Have you had a positive experience in letting go of a damaging relationship? I’d love to hear about it.

Saturday, December 5, 2015

Losing Things

In November I took a workshop. During the course of the two days, I lost things.

I lose and misplace things from time to time, but this was an extravaganza.

On Saturday night, I was back home, getting things out of the car, and I couldn’t find my water bottle. I told myself not to make this a big deal, went into the house, and made it a big deal. By the time I decided to look in the car again, the bottle had turned into a sacred chalice.

I left the house, and my cat, Pangur, ran outside for the first time since she joined me six months ago. This was probably a “I’ll show you you’re not the only one who can leave,” commando action, but I was beginning to feel that the universe was conspiring against me.

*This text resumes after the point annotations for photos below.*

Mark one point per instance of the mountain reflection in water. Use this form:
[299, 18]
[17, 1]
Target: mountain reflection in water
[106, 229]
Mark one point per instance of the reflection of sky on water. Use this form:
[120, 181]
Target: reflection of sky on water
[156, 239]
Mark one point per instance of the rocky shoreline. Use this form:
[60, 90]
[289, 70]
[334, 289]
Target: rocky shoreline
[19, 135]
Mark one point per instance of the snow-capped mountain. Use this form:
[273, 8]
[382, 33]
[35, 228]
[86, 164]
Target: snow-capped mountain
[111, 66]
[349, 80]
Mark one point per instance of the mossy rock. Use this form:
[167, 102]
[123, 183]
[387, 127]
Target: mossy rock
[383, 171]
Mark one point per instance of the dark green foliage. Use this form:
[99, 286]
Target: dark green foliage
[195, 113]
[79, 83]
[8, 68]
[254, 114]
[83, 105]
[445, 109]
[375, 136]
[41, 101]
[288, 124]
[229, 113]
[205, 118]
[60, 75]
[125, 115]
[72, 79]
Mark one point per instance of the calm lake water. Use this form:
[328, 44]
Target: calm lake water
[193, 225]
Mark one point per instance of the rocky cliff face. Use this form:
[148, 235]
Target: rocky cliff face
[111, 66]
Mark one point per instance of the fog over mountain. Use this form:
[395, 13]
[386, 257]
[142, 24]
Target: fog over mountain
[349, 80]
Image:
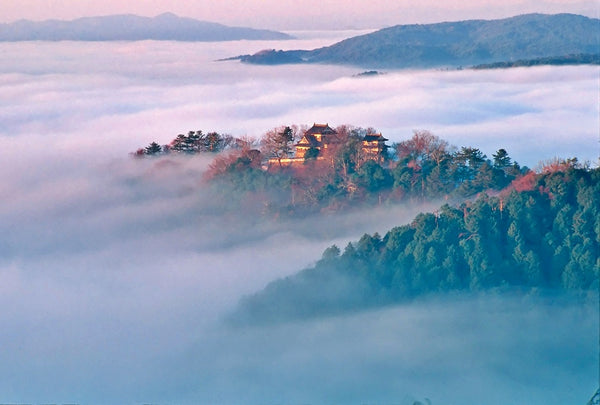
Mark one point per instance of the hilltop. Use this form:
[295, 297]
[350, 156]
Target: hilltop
[129, 27]
[461, 43]
[541, 234]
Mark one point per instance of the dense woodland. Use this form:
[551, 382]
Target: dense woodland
[543, 234]
[502, 226]
[423, 167]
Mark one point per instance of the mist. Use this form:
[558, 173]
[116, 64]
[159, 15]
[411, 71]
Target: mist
[116, 273]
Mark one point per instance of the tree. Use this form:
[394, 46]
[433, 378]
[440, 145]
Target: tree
[153, 149]
[501, 159]
[279, 142]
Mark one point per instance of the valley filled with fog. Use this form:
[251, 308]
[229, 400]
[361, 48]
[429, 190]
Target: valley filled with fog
[116, 273]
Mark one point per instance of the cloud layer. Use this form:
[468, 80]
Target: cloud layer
[115, 272]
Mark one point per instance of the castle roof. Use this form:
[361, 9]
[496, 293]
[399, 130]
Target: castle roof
[375, 138]
[323, 129]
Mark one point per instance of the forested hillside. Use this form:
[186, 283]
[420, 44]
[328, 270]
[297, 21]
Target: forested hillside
[541, 233]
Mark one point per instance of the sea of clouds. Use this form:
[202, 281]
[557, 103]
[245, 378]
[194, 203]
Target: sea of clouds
[115, 273]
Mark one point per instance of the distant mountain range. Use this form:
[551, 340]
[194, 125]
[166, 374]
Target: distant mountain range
[461, 43]
[131, 28]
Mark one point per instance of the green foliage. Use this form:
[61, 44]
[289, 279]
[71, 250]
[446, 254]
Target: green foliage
[545, 237]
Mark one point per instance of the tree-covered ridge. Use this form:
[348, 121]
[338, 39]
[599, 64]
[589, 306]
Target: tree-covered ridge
[453, 44]
[423, 167]
[577, 59]
[544, 233]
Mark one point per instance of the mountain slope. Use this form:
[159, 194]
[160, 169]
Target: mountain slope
[460, 43]
[131, 28]
[545, 234]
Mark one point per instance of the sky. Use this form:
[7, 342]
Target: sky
[116, 273]
[296, 15]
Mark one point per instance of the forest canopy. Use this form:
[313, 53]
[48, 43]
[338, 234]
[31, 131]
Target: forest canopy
[543, 234]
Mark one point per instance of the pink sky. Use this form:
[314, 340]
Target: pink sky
[293, 15]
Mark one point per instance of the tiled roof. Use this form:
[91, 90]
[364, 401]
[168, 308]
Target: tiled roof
[374, 138]
[323, 129]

It was dark outside, she’s a black cat, and she cleverly dove into the bushes and became invisible. This was definitely a big deal. I’d never find her; she’d get hit by a car; and I’d suffer for the rest of my life. I recovered long enough to go back inside for a bag of treats, which I took outside and rattled. She forgot that she was punishing me and ran back into the house.

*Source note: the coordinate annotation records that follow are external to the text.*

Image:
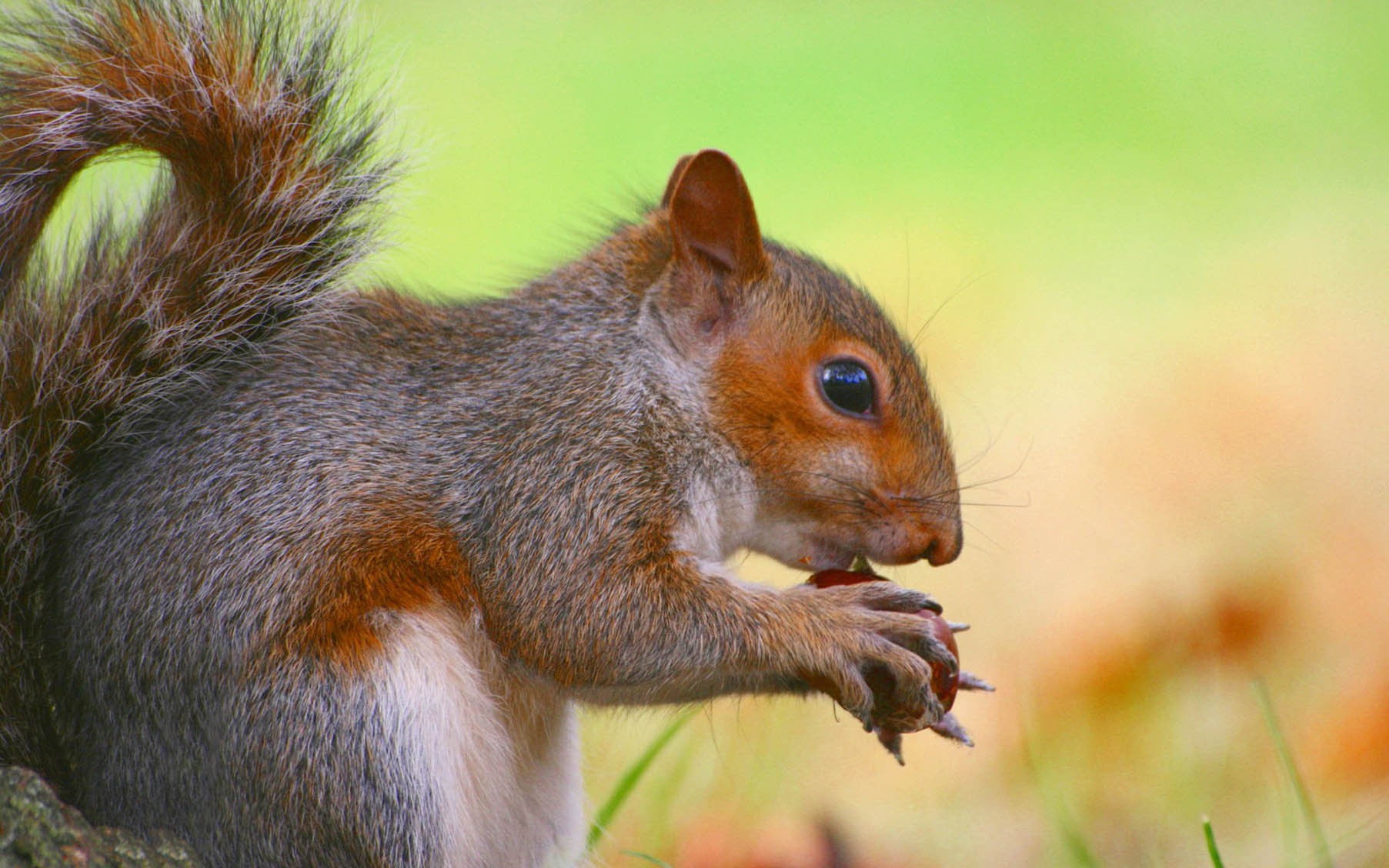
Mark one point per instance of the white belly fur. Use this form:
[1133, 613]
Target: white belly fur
[498, 752]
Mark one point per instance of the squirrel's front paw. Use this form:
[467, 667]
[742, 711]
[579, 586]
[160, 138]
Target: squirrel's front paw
[873, 654]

The next morning in the workshop room, I found the water bottle on the table where I’d left it. After lunch, though, I couldn’t find my purse. I fled the workshop and went downstairs to the hotel front desk, where no purse had been turned in. This was a BIG deal. Not only was my life over, but I wouldn’t even be able to drive home.

I went back upstairs, looked on the floor, and then for no particular reason, looked up at the coat rack. The purse was sitting on top. Apparently, someone put it there.

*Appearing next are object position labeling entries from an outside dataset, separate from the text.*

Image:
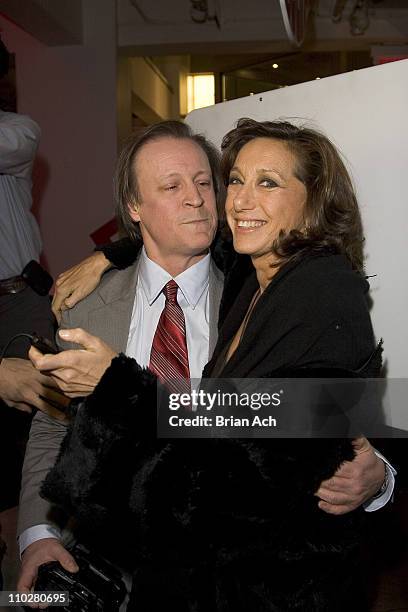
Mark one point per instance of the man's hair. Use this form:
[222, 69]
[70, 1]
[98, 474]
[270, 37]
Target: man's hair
[4, 59]
[331, 217]
[126, 187]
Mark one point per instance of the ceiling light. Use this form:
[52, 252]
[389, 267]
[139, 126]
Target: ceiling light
[200, 91]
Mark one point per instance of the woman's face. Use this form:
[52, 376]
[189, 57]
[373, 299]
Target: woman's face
[263, 196]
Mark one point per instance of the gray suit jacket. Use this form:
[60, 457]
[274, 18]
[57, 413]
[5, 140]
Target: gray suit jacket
[106, 313]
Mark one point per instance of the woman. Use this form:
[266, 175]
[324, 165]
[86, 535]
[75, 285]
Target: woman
[233, 524]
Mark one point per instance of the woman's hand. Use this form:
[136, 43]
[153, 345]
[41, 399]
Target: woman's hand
[76, 372]
[354, 483]
[78, 282]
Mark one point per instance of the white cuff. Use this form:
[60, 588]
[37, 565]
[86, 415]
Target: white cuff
[376, 503]
[37, 532]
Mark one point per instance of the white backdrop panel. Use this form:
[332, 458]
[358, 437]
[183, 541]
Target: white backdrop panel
[365, 113]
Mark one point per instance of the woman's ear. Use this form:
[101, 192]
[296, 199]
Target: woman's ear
[133, 208]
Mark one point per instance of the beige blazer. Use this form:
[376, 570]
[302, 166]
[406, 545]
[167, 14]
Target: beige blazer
[106, 313]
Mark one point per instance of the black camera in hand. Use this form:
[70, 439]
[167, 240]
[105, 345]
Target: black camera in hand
[96, 587]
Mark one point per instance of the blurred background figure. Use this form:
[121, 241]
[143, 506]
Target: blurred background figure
[24, 301]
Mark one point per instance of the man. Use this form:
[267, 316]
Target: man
[22, 309]
[167, 182]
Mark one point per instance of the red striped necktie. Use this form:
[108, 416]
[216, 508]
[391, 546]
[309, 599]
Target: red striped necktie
[169, 355]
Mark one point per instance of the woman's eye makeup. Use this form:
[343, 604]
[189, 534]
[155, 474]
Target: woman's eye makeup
[268, 182]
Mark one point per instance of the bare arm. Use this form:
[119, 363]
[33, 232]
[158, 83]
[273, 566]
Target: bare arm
[23, 387]
[76, 372]
[354, 483]
[78, 282]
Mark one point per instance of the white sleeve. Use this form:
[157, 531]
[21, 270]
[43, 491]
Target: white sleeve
[376, 503]
[37, 532]
[19, 138]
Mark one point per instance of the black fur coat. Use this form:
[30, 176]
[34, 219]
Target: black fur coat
[205, 525]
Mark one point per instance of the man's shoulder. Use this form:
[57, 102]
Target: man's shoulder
[115, 284]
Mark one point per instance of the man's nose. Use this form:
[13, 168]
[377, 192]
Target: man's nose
[193, 196]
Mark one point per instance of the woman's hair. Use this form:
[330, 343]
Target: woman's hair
[126, 189]
[331, 216]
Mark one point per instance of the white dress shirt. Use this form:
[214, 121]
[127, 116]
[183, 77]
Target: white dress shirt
[194, 300]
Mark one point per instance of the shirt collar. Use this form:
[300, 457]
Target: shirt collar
[192, 282]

Why? I asked myself when the workshop was over. Was I losing my mind?

Yes. During the course of the workshop’s intensive exercises, I’d lost beliefs that were old friends, maybe not the best friends to have, but they’d provided the illusion of security. I was there for the purpose of losing them, so I thought I couldn’t mourn about that. Instead, I transferred my panic to a water bottle, cat, and purse.

I learned an important lesson from this: that the casting away of core beliefs, habits, and other structures I’ve built to keep myself supposedly safe IS A BIG DEAL. If I don’t acknowledge that it can be frightening, I’m going to frighten myself in other ways because the emotions, whether they be fear, grief, or massive insecurity, need to be expressed.

Mindfulness means attentiveness to my emotional state. When I’m tuning into myself, I can take the necessary precautions against the results of inner chaos. I can deliberately notice where the water bottle, the purse, and the cat are. More important, I put myself in training to be aware of my outer world, too. In such a state, each moment matters.

I don’t know if I’ve completely learned the lesson, but I’m sure I’m getting closer.

The workshop, by the way, was called Matrix Reimprinting, and it was pretty great. If you ever take it, though, hang on to your stuff—your physical stuff. Let the rest go, but be sure to wave good-bye.